As described above, according to the present invention, a large number of detection resistance elements oriented in two directions are formed on an insulating substrate constituting a force detection device on a two-dimensional plane, and the electrical resistance of the detection resistance elements is Since it detects the force applied due to change, the structure is simple and suitable for mass production.

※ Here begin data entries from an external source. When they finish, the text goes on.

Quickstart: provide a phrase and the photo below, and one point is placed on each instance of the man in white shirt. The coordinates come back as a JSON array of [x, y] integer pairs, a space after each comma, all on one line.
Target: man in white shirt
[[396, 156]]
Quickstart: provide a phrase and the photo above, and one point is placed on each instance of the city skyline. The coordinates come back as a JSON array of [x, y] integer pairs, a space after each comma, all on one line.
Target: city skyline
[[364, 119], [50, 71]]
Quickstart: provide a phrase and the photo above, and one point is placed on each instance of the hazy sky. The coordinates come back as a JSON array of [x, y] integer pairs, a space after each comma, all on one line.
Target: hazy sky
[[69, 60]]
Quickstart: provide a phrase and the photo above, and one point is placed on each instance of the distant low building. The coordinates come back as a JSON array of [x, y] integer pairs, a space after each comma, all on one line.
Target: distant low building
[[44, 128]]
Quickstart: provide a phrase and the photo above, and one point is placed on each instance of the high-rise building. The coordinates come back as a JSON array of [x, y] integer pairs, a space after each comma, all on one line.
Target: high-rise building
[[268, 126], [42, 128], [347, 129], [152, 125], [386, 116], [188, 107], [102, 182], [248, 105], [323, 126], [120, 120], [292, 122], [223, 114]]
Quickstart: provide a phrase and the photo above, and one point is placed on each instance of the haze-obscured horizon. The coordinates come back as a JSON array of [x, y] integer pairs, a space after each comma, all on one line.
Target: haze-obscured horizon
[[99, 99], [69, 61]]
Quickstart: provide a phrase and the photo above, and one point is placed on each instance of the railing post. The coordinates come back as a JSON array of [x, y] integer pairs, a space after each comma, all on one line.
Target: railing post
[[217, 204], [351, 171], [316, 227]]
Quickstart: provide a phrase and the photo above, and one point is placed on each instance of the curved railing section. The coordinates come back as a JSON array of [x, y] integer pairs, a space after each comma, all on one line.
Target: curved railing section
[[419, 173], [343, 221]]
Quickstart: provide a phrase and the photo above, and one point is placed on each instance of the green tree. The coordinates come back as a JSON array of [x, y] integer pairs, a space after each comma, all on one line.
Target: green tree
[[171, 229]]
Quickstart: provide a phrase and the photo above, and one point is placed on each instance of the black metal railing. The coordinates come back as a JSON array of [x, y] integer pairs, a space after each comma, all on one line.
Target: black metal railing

[Brief explanation of drawings]

FIG. 1 is a configuration diagram of a detection unit of a two-dimensional plane force detection device according to an embodiment of the present invention, and FIG. 2 is a cross section showing a specific example of the configuration inside a single crystal substrate in the device shown in FIG. 3 is a diagram showing a wiring example for the bridge X1 of the device shown in FIG. 1, FIG. 4 is an equivalent circuit diagram of the bridge in FIG. 3, and FIG.
The figure is a perspective view of a device in which a large number of resistive elements are arranged in a bridge configuration and housed in one chip. DESCRIPTION OF SYMBOLS 1... Insulating substrate, 2... Interlayer insulating film, 3... Connecting part, 4... Power supply, 5... Voltmeter, 6... Semiconductor chip, 7... Support base, XI ,X2. Yl, Y2...
・Bridge, R1-R8...Resistance element, W1-W8・
...Wiring layer. Applicant's representative Mr. Sato-O also Figure 5

Claims (1)

[Claims] 1. A first resistive element consisting of a large number of detecting resistive elements facing in a first direction on a first layer on an insulating substrate spread over a two-dimensional plane serving as a detection surface. on a second layer different from the first layer, a second layer different from the first direction.
forming a second resistance element group consisting of a large number of detection resistance elements facing in the direction of the first resistance element, each of the resistance elements having a property that electrical resistance changes due to mechanical deformation; A change in the electrical resistance of the group and a change in the electrical resistance of the second resistance element group are detected, and the position and magnitude of the force acting on the detection surface can be detected based on these detection results. A force detection device on a two-dimensional plane characterized by the following. 2. Connecting two detection resistance elements whose longitudinal direction is in the first direction and two connection resistance elements which are oriented in the second direction and have a sufficiently shorter length than the detection resistance elements. By arranging multiple bridges configured as
two detection resistance elements whose longitudinal direction is oriented in the second direction, and two detection resistance elements whose longitudinal direction is oriented in the first direction and whose length is sufficiently shorter than that of the detection resistance elements. A second resistance element group is formed by arranging a plurality of bridges each connected to a connecting resistance cord, and a change in the electrical resistance of the resistance element is detected based on the bridge voltage of each bridge. A force detection device on a two-dimensional plane according to claim 1. 3. The device for detecting force on a two-dimensional plane according to claim 2, characterized in that the resistance value of the detection resistance element and the resistance value of the connection resistance element are substantially equal. 4. A force on a two-dimensional plane according to claim 3, characterized in that the width of the connecting resistive element is made narrower than the width of the detecting resistive element, so that the resistance values of both are made almost equal. Detection device. 5. On a two-dimensional plane according to claim 3, wherein the impurity concentration of the connecting resistive element is lower than that of the detecting resistive element, so that the resistance values of both are made almost equal. force detection device. 6. A force detection device on a two-dimensional plane according to any one of claims 1 to 5, wherein the resistance element is formed on an insulating substrate by a semiconductor planar process. 7. Claims 1 to 6, characterized in that an elastic supporting substrate is formed under the insulating substrate.
2. A force detection device on a two-dimensional plane according to any one of the items.